The domestic market is relatively stable since the final demise of Ansett Airlines in April 2002. The new competitor, Virgin Blue, is a single-class operator and as anxious as Qantas to keep the public flying with realistically low pricing, but also wants to ensure profitability and ultimately, survival. However, Virgin Blue is not backward in making its views heard by the Australian Competition and Consumer Commission (ACCC) when it believes that its larger competitor has overstepped the (legal) mark, and possibly engaged in unfair practices (under the Trade Practices Act) that might hurt its market position and financial position.

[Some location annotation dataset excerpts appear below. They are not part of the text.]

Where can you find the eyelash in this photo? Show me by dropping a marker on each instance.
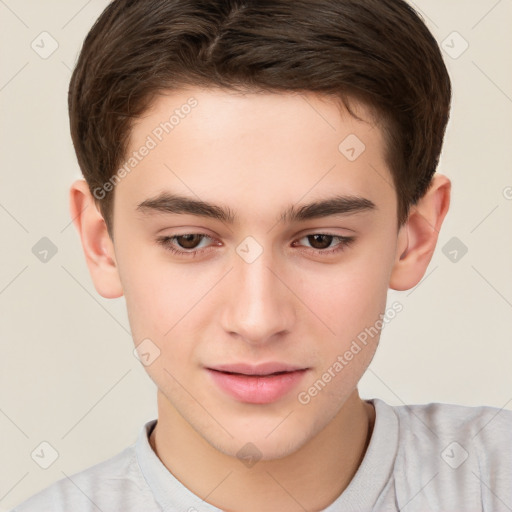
(344, 242)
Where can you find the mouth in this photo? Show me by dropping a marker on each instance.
(257, 384)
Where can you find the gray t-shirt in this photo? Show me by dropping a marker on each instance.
(434, 457)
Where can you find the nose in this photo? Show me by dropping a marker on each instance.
(259, 308)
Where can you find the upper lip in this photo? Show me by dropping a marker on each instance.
(258, 369)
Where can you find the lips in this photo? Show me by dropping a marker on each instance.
(256, 384)
(263, 369)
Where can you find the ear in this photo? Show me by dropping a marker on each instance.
(417, 238)
(97, 245)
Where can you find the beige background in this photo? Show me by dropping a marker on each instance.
(68, 375)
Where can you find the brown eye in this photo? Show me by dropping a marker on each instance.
(320, 241)
(189, 241)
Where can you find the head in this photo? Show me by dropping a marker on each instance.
(249, 113)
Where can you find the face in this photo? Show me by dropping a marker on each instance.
(249, 306)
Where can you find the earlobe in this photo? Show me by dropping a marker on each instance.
(417, 239)
(96, 243)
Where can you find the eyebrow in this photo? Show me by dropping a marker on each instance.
(169, 203)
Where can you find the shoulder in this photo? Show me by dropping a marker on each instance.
(108, 485)
(476, 426)
(452, 455)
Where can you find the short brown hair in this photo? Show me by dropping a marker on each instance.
(376, 51)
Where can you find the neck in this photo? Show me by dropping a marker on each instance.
(309, 479)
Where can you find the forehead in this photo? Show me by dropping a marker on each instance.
(255, 151)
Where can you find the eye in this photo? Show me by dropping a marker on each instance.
(322, 241)
(187, 241)
(189, 244)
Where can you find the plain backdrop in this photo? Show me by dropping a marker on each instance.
(68, 374)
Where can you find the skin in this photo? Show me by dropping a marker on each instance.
(258, 154)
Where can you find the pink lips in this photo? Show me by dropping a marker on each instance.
(257, 384)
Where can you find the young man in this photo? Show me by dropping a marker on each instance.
(258, 175)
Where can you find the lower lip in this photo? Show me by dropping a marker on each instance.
(257, 389)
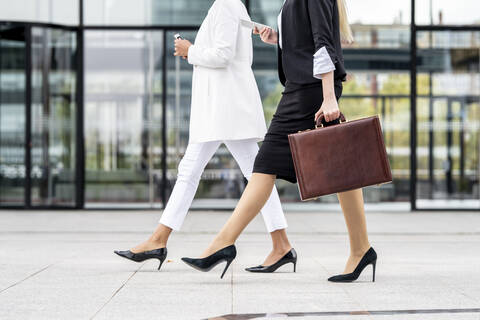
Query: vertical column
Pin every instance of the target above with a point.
(164, 120)
(80, 151)
(413, 108)
(28, 115)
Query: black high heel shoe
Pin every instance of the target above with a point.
(160, 254)
(206, 264)
(290, 257)
(369, 258)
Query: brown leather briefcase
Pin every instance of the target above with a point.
(340, 157)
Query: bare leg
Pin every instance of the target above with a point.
(280, 245)
(252, 201)
(157, 240)
(354, 213)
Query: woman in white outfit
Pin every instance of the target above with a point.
(226, 108)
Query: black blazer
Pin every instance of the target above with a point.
(307, 26)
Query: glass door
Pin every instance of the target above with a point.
(53, 117)
(12, 115)
(123, 118)
(448, 120)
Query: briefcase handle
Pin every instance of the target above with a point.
(321, 122)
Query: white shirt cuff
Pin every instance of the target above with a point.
(191, 54)
(322, 63)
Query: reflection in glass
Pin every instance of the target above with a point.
(447, 12)
(448, 120)
(123, 117)
(12, 115)
(146, 12)
(53, 155)
(47, 11)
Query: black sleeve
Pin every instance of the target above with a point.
(321, 19)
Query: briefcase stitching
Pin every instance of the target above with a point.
(383, 151)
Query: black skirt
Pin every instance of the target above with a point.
(295, 112)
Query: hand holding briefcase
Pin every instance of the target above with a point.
(340, 157)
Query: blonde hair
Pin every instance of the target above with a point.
(345, 30)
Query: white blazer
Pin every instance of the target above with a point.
(226, 104)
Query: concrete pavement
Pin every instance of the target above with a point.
(60, 265)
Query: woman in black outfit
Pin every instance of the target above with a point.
(311, 68)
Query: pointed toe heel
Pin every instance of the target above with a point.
(160, 254)
(206, 264)
(289, 257)
(369, 258)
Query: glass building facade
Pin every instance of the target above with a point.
(94, 107)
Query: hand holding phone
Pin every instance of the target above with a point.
(181, 46)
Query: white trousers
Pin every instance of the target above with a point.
(190, 171)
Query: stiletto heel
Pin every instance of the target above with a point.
(369, 258)
(206, 264)
(160, 254)
(290, 257)
(161, 262)
(226, 268)
(374, 264)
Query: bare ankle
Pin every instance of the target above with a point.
(281, 248)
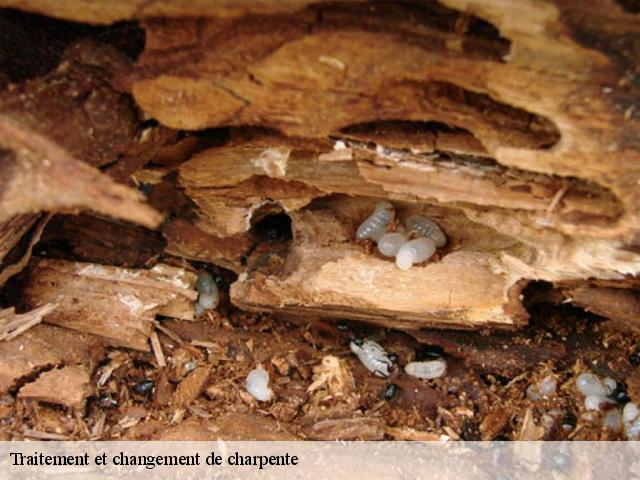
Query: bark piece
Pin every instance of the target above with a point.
(117, 304)
(135, 9)
(191, 387)
(40, 175)
(324, 272)
(620, 304)
(68, 386)
(41, 347)
(12, 324)
(187, 240)
(357, 428)
(17, 239)
(75, 106)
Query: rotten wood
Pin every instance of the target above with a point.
(41, 347)
(116, 304)
(18, 236)
(68, 386)
(13, 324)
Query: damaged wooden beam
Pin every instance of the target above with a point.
(17, 239)
(56, 128)
(41, 347)
(116, 304)
(68, 386)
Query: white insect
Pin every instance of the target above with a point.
(373, 356)
(425, 227)
(375, 226)
(427, 370)
(414, 251)
(257, 384)
(389, 244)
(208, 293)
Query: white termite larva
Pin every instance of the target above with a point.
(373, 356)
(208, 293)
(427, 370)
(414, 251)
(257, 384)
(390, 243)
(377, 223)
(425, 227)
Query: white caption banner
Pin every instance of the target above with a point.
(325, 460)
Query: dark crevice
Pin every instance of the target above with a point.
(450, 108)
(427, 24)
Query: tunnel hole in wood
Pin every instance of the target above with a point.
(427, 24)
(274, 228)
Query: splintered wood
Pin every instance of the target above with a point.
(68, 386)
(13, 324)
(41, 347)
(116, 304)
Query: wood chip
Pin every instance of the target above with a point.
(12, 324)
(68, 386)
(157, 350)
(357, 428)
(191, 387)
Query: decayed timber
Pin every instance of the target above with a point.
(116, 304)
(514, 125)
(68, 386)
(17, 239)
(51, 127)
(13, 324)
(41, 347)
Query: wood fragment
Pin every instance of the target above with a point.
(157, 350)
(13, 262)
(191, 387)
(494, 423)
(68, 386)
(44, 346)
(357, 428)
(12, 324)
(117, 304)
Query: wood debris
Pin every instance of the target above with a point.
(191, 387)
(68, 386)
(41, 347)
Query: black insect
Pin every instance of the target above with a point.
(145, 387)
(620, 393)
(390, 392)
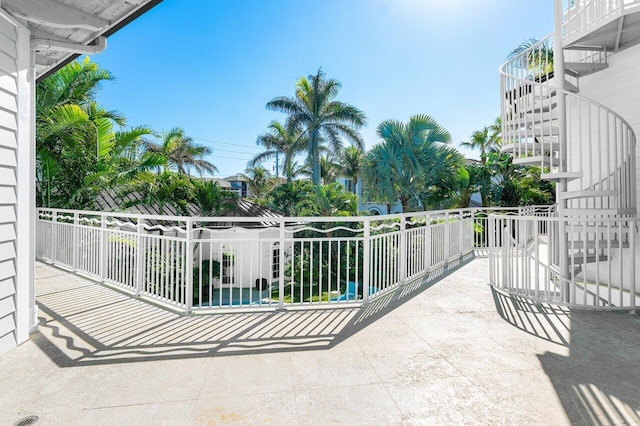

The international market is far more volatile, particularly since the terrorist activities of September 11, 2001. Qantas and its part-owner British Airways (BA) have maintained a strong alliance in the face of turmoil in the aviation industry generally. While BA has become cash strapped, Qantas has remained cash positive and profitable. How has this been done? Qantas's strategy is to remain flexible-not only by ensuring that its fleet can operate as a single-class carrier or be quickly converted to a mix of business and economy class, but also by cutting costs. More importantly it plans to ensure that its non-airline businesses stay profitable. These businesses accounted for 30 percent of the company's profits in the six months to December 2001, and include Qantas Flight Catering Ltd, Qantas Holidays, Qantas Defence Systems, Australian Air Express, Qantas Business Travel and also includes its frequent flyer programs and co-branded credit card operations.
It can be seen from the Qantas company structure that it has remained an integrated airline, while many of its international rivals have sold off such operations when seeking capital to either build their airline business, or to stay profitable, or simply to remain airborne.
In this section, we consider questions concerning strategy development and demand forecasting in volatile marketing environments:
Provide a definition of market demand.
How are market demand, market potential and sales forecasting related to each other?
The fertility rate in Australia is declining and immigration levels are not yet set at levels that might lead to population growth (at the time of writing). Might this influence the revenue and earnings that Qantas could achieve in the future?